In het spel dat je maakt, speelt het rekenen met negatieve getallen een belangrijk rol.
Vooraf
Lees voor je begint het stappenplan een keer helemaal door.
Tijd
Voor de afronding van het thema heb je 2 lesuren nodig.
Werk samen met één of twee klasgenoten.
Benodigheden
- Kaartspel
- Printer
- (Kleur)potloden, stiften, schaar, lijm, karton, plakband, ... voor het maken van het spel.
Stap 1: Kaarten
Je gaat een kaartspelletje spelen. Het is een spel voor \(\small{2}\) tot \(\small{4}\) personen.
Van het kaartspel gebruik je alleen de kaarten waar de getallen op staan én de azen.
Dus de boeren, vrouwen en heren doen niet mee.
De aas staat voor het getal \(\small{1}\).
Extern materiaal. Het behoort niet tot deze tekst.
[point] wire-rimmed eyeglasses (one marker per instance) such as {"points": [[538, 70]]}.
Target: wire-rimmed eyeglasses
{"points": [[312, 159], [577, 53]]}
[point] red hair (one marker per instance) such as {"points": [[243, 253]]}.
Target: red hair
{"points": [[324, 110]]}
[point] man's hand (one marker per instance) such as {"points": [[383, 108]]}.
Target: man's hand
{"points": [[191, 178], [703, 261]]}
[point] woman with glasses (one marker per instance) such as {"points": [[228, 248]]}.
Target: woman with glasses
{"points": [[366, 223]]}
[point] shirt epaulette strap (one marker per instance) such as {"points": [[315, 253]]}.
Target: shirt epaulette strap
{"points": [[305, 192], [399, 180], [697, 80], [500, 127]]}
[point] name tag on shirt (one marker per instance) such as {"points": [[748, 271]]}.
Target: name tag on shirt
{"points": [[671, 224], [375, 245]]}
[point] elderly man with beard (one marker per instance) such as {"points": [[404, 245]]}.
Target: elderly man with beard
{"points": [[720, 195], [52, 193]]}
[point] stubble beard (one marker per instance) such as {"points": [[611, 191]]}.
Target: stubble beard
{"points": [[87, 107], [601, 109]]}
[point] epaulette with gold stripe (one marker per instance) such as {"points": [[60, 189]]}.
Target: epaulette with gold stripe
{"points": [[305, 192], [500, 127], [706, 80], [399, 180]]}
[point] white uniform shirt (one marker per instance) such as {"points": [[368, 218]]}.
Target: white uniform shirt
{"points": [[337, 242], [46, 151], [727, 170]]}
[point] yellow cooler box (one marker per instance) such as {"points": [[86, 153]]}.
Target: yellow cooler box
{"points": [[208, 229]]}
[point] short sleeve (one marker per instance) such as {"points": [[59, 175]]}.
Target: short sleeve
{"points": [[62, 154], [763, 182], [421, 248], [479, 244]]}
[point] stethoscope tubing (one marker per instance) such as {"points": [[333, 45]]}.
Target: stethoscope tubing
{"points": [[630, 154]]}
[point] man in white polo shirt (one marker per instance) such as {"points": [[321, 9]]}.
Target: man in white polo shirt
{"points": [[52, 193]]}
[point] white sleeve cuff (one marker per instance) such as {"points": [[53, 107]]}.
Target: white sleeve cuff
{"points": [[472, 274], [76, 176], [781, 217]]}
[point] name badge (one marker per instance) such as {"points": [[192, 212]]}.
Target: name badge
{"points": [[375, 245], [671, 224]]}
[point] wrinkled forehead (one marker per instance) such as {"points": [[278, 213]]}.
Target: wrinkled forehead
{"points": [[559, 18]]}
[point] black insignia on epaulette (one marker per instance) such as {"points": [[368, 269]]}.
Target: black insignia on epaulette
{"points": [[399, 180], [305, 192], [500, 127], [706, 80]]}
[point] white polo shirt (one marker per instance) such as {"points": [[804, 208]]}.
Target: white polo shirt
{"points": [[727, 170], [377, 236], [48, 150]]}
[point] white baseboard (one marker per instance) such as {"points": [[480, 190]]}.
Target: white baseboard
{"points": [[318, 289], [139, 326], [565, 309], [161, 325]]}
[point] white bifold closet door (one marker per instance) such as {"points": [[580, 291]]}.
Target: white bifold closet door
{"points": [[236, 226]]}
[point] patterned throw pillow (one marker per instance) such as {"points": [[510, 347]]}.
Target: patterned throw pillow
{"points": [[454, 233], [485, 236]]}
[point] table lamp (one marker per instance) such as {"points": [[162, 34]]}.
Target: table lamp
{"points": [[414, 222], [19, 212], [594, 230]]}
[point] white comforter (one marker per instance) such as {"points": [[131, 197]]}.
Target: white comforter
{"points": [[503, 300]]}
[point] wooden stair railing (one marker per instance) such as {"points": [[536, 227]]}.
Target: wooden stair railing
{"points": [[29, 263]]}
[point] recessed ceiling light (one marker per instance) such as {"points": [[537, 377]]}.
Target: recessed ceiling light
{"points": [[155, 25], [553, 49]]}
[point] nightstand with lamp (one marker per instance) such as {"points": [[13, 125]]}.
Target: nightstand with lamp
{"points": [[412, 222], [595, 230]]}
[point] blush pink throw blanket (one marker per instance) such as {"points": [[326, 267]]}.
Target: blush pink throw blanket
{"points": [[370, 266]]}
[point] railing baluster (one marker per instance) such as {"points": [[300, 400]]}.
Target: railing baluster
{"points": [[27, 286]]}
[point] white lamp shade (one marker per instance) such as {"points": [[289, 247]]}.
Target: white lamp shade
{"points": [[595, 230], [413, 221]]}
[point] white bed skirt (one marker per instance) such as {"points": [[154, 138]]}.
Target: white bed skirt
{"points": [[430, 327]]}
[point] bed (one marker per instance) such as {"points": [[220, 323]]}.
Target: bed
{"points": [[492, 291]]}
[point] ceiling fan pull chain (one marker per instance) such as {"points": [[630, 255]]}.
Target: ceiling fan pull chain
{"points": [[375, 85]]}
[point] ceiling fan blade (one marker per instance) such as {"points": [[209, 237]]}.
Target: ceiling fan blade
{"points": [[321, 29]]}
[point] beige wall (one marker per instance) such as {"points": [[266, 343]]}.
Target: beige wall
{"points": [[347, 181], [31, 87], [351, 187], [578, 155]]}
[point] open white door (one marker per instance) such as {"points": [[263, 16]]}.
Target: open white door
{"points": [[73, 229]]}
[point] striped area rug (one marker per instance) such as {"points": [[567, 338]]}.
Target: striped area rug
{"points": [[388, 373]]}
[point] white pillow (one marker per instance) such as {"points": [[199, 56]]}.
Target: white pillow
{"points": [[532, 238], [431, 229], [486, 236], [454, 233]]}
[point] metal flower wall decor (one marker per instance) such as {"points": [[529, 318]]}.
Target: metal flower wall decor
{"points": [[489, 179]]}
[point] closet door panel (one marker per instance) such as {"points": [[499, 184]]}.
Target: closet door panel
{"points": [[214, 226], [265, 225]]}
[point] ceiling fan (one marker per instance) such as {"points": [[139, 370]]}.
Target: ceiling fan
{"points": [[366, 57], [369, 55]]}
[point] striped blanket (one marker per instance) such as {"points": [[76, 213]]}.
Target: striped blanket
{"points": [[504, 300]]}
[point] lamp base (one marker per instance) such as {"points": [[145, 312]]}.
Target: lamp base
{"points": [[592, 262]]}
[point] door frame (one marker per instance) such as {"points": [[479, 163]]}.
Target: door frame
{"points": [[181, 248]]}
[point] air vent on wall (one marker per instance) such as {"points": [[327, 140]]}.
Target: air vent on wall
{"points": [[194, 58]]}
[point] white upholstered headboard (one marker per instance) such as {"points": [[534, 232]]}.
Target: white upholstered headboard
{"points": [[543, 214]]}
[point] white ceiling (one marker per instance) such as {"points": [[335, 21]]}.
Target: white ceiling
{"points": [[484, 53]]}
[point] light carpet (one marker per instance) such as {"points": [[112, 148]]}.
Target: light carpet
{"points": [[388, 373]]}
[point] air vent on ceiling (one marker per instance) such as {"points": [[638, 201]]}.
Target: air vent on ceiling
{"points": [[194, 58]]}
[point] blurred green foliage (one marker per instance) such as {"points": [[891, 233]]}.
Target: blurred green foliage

In het spel zijn de rode kaarten de negatieve getallen en de zwarte kaarten de positieve getallen.
De deler schudt het spel en geeft iedere speler drie kaarten.
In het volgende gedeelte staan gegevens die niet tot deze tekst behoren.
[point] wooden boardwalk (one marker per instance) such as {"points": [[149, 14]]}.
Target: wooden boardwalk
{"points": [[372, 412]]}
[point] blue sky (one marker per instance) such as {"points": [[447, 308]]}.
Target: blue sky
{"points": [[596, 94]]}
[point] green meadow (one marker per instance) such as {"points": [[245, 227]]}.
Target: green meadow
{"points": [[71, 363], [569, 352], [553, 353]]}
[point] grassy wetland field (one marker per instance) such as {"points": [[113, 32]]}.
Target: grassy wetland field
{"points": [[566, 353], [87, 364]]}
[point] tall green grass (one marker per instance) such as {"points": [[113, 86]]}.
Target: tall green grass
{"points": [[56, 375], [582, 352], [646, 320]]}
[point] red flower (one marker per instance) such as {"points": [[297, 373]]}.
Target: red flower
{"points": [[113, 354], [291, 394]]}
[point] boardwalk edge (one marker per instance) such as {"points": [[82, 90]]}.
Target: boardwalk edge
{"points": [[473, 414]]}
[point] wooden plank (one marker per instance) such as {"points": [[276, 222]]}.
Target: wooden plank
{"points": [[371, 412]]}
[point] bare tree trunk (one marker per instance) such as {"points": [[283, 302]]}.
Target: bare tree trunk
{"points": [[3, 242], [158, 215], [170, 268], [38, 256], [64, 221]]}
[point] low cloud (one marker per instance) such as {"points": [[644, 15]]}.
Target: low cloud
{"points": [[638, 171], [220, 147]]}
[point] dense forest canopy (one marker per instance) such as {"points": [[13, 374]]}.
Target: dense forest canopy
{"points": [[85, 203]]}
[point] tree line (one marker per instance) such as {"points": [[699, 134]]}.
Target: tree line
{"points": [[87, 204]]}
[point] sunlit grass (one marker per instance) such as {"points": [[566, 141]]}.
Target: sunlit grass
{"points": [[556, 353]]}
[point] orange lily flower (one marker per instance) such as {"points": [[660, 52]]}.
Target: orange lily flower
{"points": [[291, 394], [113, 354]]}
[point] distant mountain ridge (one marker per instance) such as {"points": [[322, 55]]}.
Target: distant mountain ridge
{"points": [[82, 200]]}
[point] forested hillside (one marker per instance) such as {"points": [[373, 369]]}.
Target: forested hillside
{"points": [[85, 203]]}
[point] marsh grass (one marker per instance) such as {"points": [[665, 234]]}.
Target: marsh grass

De rest van de kaarten ligt omgekeerd op een stapel.
Degene links van de deler mag beginnen.
De speler die aan de beurt is, pakt altijd eerst een kaart van de stapel.
Daarna mag hij een setje kaarten op tafel leggen als de som van de getallen van het setje nul is.
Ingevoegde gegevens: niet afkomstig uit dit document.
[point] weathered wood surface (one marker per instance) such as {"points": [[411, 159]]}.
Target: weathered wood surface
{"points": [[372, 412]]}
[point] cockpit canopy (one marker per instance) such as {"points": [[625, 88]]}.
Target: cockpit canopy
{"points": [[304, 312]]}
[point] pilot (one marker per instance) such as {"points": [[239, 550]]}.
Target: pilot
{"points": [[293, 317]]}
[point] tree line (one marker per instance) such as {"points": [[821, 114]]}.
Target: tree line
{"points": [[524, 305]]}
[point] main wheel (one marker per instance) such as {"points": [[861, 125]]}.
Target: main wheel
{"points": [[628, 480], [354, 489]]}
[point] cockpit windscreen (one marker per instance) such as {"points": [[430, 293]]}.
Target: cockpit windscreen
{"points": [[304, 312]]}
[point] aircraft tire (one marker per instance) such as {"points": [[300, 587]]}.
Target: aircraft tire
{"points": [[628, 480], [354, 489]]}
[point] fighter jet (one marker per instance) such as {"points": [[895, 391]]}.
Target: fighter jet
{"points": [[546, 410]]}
Als de speler geen kaarten meer op tafel kan leggen is de speler die links van hem zit aan de beurt.
De eerste speler die aan het eind van zijn beurt geen kaarten meer over heeft, is de winnaar.
Veel plezier.
Stap 2: Ganzenbord
Ganzenbord
Nog een spel voor \(\small{2}\) tot \(\small{4}\) personen met negatieve getallen.
Download het Ganzenbordspel.
Druk het speelbord af of teken het over op een groot vel papier en knip
de \(\small{20}\) kaartjes uit met een '\(\small+\)' of een '\(\small\text{-}\)' er op.
Pak pionnen of maak zelf pionnen.
Iedere speler heeft een pion van een verschillende kleur nodig.
Speel het spel als volgt:
- Iedere speler begint op 0.
- De jongste speler mag beginnen.
- Degene die begint, gooit met de dobbelsteen en trekt een '\(\small+\)' of '\(\small-\)' kaart uit de stapel.
- Dat kaartje bepaalt de richting waarin hij gaat 'lopen'.
De speler doet het aantal stappen dat hij heeft gegooid in de positieve of negatieve richting.
Na speler 1 is speler 2 aan de beurt, etc.
De winnaar is degene die het eerst een 'finish'-vak bereikt.
Succes!
Stap 3: Spel maken
Je gaat samen met een klasgenoot aan de slag met het maken van een spel.
Lees eerst wat er in de gereedschapskist staat over het maken van een spel.
Bedenk nu eerst wat voor soort spel jullie gaan maken.
Negatieve getallen moeten een belangrijke rol spelen in het spel.
Jullie kunnen denken aan de volgende spellen: triviant, kwartet of memorie.
Maar jullie mogen natuurlijk ook een heel ander spel bedenken.
Maak het speelbord en/of de kaarten die je nodig hebt om het spel te spelen.
Schrijf ook de spelregels op.
Speel het spel een aantal keer.
Laat het spel ook door een aantal klasgenoten spelen.
Lees nu de beoordelinsgcriteria door in de gereedschapskist.
Pas het spel eventueel nog iets aan.
Tevreden?
Laat het spel dan beoordelen door je docent.
|
Een spel is een creatieve manier om informatie te presenteren. Een deel van de lesstof verwerk je in een spel en door deze te spelen onthoud je de kennis beter. Er zijn veel verschillende soorten spellen waarin je informatie kunt verwerken. Denk bijvoorbeeld aan ganzenbord, memory, galgje, een kaartspel, een dominospel, enzovoorts.